デル・テクノロジーズ(DELL)の株価が9月17日の米国市場で0.8%あまり上昇しました。この株価上昇の背景には、米国みずほ証券のアナリストであるビジェイ・ラケッシュ氏によるアウトパフォーム評価が影響しています。ラケッシュ氏は、デルの独自の強みと成長可能性に注目し、同社をポジティブに評価しています。
デルの成長要因:AIサーバー市場への注力
ラケッシュ氏は、デルに対して135ドルの目標株価を設定しました。これは、16日の終値から約17%の上昇余地があることを意味します。同氏の評価の基盤には、AIサーバー市場の成長が大きく関わっています。
ラケッシュ氏によると、2027年までに世界のサーバー市場は4060億ドルに達すると予測されています。デルは、この市場でリーダーシップを発揮しており、市場の約13%を占めるシェアを持っています。さらに、AIサーバーの拡大を追い風に、今後も市場での地位を強化する見通しです。
デルの財務状況と多様な収益源が安定成長を支える
ラケッシュ氏は、デルの強固なサプライチェーンや、多様な製品ラインが同社の競争力を高めていると述べています。PCの更新サイクルやエンタープライズストレージ市場の成長も、同社の業績にプラスの影響を与えると予想されています。
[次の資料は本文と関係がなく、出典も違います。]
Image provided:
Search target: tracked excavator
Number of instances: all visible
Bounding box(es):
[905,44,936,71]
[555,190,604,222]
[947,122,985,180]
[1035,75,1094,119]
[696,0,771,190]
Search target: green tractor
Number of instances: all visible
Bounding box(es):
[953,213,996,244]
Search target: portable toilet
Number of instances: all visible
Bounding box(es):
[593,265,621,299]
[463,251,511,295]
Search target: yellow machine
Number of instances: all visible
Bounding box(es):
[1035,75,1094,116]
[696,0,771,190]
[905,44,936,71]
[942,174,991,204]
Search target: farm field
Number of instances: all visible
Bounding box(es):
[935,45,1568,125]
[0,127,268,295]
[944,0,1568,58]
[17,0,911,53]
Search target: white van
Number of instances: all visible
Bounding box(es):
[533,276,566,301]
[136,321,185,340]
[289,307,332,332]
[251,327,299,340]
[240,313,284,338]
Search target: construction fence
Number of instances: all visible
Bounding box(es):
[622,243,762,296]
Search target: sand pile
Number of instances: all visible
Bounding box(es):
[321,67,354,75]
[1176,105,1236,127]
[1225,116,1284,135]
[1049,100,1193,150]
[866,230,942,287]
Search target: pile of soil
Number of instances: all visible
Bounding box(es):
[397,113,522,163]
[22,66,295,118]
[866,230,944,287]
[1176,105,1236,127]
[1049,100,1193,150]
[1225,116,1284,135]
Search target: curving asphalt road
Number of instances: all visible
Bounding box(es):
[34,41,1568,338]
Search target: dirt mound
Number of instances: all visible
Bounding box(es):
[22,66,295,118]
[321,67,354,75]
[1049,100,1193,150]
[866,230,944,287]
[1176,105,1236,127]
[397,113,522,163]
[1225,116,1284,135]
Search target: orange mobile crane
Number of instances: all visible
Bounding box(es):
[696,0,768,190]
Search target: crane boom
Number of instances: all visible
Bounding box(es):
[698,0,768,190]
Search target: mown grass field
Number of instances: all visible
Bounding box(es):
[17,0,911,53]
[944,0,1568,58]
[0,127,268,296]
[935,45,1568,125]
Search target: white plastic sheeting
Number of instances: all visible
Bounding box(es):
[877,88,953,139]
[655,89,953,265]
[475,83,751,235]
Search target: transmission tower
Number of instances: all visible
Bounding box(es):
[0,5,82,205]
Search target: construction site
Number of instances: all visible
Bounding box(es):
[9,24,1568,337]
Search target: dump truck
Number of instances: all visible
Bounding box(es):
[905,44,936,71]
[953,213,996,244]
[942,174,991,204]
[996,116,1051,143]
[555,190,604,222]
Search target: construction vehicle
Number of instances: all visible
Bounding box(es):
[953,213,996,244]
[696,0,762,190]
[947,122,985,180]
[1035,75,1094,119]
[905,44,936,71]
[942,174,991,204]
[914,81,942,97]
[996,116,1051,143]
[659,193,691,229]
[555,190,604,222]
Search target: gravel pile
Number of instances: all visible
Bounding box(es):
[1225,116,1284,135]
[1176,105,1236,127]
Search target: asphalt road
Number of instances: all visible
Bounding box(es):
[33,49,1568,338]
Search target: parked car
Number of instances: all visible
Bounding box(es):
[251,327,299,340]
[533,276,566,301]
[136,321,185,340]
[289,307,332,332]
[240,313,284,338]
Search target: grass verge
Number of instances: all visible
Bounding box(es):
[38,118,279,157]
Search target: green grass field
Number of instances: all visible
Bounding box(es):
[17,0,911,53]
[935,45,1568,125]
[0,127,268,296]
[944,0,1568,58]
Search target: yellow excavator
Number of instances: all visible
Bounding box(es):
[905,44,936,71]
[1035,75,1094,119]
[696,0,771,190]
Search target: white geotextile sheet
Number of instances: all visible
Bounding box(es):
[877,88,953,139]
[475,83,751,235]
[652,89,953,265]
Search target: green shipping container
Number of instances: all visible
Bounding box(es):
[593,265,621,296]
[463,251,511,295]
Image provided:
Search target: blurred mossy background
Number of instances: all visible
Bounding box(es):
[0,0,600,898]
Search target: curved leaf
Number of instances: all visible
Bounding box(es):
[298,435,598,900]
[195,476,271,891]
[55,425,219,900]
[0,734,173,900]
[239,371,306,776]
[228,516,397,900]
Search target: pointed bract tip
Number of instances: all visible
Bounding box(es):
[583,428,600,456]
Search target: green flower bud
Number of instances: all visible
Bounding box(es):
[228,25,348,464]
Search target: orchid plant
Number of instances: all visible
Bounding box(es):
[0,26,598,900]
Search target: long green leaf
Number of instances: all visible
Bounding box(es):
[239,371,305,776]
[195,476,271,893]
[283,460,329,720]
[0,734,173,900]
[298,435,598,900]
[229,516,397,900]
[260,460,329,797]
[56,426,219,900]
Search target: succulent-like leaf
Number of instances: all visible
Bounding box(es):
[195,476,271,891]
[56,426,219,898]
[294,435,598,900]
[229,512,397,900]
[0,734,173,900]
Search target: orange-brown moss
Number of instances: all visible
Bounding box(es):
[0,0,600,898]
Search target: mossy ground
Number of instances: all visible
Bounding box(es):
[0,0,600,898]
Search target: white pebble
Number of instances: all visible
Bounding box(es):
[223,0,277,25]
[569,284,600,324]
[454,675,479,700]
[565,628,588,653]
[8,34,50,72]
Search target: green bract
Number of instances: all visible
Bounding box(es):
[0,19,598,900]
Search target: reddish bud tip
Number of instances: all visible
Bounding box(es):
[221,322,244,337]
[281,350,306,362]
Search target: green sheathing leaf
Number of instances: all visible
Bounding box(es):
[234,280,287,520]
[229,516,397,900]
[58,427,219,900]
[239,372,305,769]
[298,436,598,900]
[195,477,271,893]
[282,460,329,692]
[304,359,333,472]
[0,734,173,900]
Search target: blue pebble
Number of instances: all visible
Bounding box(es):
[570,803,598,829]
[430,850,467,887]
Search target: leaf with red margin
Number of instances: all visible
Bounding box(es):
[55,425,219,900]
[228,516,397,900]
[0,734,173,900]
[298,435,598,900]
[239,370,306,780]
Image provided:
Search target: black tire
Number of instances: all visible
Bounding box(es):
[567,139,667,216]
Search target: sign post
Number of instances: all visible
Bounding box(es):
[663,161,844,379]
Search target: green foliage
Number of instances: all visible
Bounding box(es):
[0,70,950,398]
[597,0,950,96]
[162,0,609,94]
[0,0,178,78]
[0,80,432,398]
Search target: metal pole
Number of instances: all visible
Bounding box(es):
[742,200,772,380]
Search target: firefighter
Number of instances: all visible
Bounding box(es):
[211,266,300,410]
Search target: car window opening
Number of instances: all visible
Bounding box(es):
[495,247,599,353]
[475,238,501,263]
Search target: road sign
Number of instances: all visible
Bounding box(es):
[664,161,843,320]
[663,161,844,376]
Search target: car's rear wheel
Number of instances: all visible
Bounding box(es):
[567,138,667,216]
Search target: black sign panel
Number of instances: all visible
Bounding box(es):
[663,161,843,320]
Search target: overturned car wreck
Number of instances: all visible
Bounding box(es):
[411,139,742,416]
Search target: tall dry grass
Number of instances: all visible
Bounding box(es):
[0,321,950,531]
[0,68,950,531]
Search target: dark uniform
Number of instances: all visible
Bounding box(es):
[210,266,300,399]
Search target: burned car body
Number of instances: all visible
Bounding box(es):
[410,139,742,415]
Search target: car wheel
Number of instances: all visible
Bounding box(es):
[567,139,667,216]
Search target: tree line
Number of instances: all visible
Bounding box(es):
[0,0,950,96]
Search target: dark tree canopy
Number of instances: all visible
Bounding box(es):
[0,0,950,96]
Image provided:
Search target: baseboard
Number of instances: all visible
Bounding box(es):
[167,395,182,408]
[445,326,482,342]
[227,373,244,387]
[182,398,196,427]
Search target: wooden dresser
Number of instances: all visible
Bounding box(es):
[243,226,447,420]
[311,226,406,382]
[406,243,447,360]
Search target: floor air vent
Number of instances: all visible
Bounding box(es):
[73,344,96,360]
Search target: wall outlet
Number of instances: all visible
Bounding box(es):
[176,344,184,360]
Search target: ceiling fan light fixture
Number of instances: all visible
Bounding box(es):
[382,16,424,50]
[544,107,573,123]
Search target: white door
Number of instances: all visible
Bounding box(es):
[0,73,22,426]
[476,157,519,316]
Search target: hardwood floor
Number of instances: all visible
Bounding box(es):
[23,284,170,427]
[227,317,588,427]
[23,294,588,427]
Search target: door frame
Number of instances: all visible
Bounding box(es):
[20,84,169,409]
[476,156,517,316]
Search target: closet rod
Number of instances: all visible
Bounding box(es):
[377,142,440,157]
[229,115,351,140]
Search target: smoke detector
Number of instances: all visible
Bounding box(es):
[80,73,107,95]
実際、8月29日に発表されたデルの第2四半期の決算報告では、売上高と収益がウォール街の予想を上回りました。特に、AIサーバー事業の売上高は32億ドルに達し、前年同期比で23%の成長を記録しています。
他のアナリストの見解:慎重な意見も存在
一方で、デルの成長に対して慎重な姿勢を示すアナリストもいます。サスケハナのアナリストであるメフディ・ホセイニ氏は、デルに対して中立評価を与え、目標株価を120ドルに設定しました。同氏は、PCやストレージデバイスの需要が引き続き高い一方で、AIへの投資が高額であり、不確実性が存在する点を指摘しています。
スーパー・マイクロ・コンピュータとの比較
ラケッシュ氏は、デルがAIサーバー市場で優位に立っているとしつつ、サーバーメーカーのスーパー・マイクロ・コンピュータ(SMCI)については慎重な見方をしています。同社に対しては、ニュートラル評価と450ドルの目標株価を設定しました。
スーパーマイクロは、今年に入ってから58%の株価上昇を記録していますが、3月に付けた最高値からは62%下落しています。特に、ヒンデンブルグ・リサーチによるショートセラーレポートで指摘された会計上の問題や未開示の取引などが投資家の懸念材料となっています。
まとめ
デル・テクノロジーズは、AIサーバー市場でのリーダーシップや多様な収益源を持ち、今後も成長が期待される企業です。米国みずほ証券のラケッシュ氏が提示する135ドルの目標株価は、投資家にとって大きな期待を抱かせます。一方で、AI分野の不確実性や競争環境の厳しさを考慮し、慎重な見方をする意見もあります。
デル株は注目の銘柄であり、今後の動向を注視する価値があります。最新の情報を基に、投資判断を行うことが重要です。